Process Notes: Turning Poem into Song (About Writing a Poem)

I’ve been trying to write each month with the folks at Open Write via Ethical ELA (it’s pretty inspiring how many people come to write there), and it works by having just five days of writing prompts each month (so, manageable). The email notifications are always welcome, as I always forget it is coming up.

Mostly, I work on my daily poems with the prompts. The other day, the theme of ‘thanks’ came up for the first prompt of November, and I began a poem about the greeting cards you get from stationery stores, and then veered into something different, something more interesting (for me).

The shelves have become
barren of those silly cards,
those throw-away phrases
that always tried so hard
to make us laugh, in aisles
of the grocery store and
boutique shops and kiosks
in the mall, manufactured thanks
spit out by cold machines,
while I’m still one of those few
who settles down in the quiet,
pen in hand, to carve out poems
from the bones of memory,
a crinkled paper-cut of words
tucked into the folds
of your jacket pocket

It was the place where the poem took a turn in the middle with the writer becoming self-aware that I could not shake throughout the day. I found the words becoming lyrics in my mind all day long, small phrases dancing in my mind, and finally, I had time to sit down with my guitar, and I slowly began wrangling the poem into another shape altogether, turning the lines into lyrics of a song.

An interesting and challenging element of this process is that the rhythm and rhyme of the poem didn’t quite work (I’m not sure why I even heard the poem as song verses, given the lines) and so I found myself moving the pieces around, adding words, twisting phrases — all in the service of song.
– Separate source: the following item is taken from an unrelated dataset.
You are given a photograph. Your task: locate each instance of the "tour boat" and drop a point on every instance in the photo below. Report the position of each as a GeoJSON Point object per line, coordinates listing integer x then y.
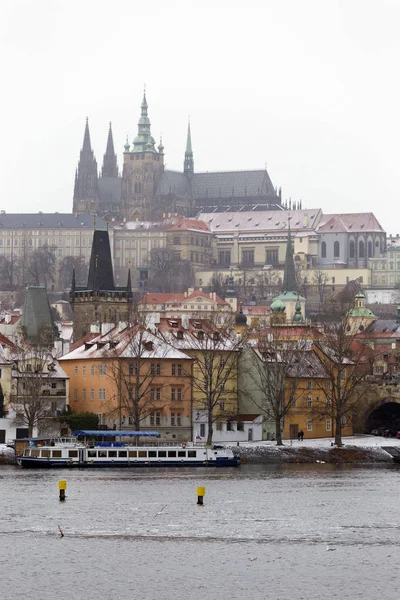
{"type": "Point", "coordinates": [73, 452]}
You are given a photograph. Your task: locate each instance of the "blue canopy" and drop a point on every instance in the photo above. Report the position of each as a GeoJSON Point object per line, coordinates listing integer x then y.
{"type": "Point", "coordinates": [113, 433]}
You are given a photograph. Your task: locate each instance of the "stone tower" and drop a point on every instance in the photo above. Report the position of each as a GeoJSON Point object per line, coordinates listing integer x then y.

I was intent on keeping the meaning, though, of a poet — feeling a bit estranged from the world, of thinking they are “one of the few” still scribbling words to paper – still writing, and intent on tucking words into the pockets of another person, hopeful that the poems will be found and recognized, and read. I think I was successful in this thematic connection from song to poem.

Paper Cuts You (Everywhere You Go)

I may be one of the few
to settle down
in the quiet and write you a poem

I wish I knew
how to share the silent
the way memory holds us like bone
the paper cuts you everywhere you go

These four walls
these blue lines
the days turning into night

I can’t recall
what it is we said
I’m tucking words inside your sleepy head
dreaming on this paper bed

And if it rhymes, it’s time
to break it all apart
I’m the poem inside
the pocket of your heart

And if I had the words
then we’d be OK
I’d hold you in the dark before the light

So close the door
pull on the shades
I’m writing you from somewhere yesterday
and tomorrow will be better than today

And if we find it’s time
that we make it from the start
I’m the poem
inside the pocket of your heart

The music was first recorded as a rough demo with only guitar and voice as a way to get it down. I found I liked what it was in that rough format but the song needed a bit more lyrically to bring things around to something hopeful. So I began all over again — adding other instruments — keyboard, piano, bass, guitar, strings. I wanted to keep my voice front and center — the poet, thinking — and the guitar fairly sparse strumming, more like a mandolin (the capo is high up the neck).

In the end, the song is different from the poem — the middle section, with worries that the poet is falling into method as opposed to heart, turns things a bit and the last parts give more hope, with the poet being the poem inside the pocket of the heart — but the pieces are still connected by some invisible string, circling around the central idea of a writing having hope that words can still impact the audience – even an audience of one person.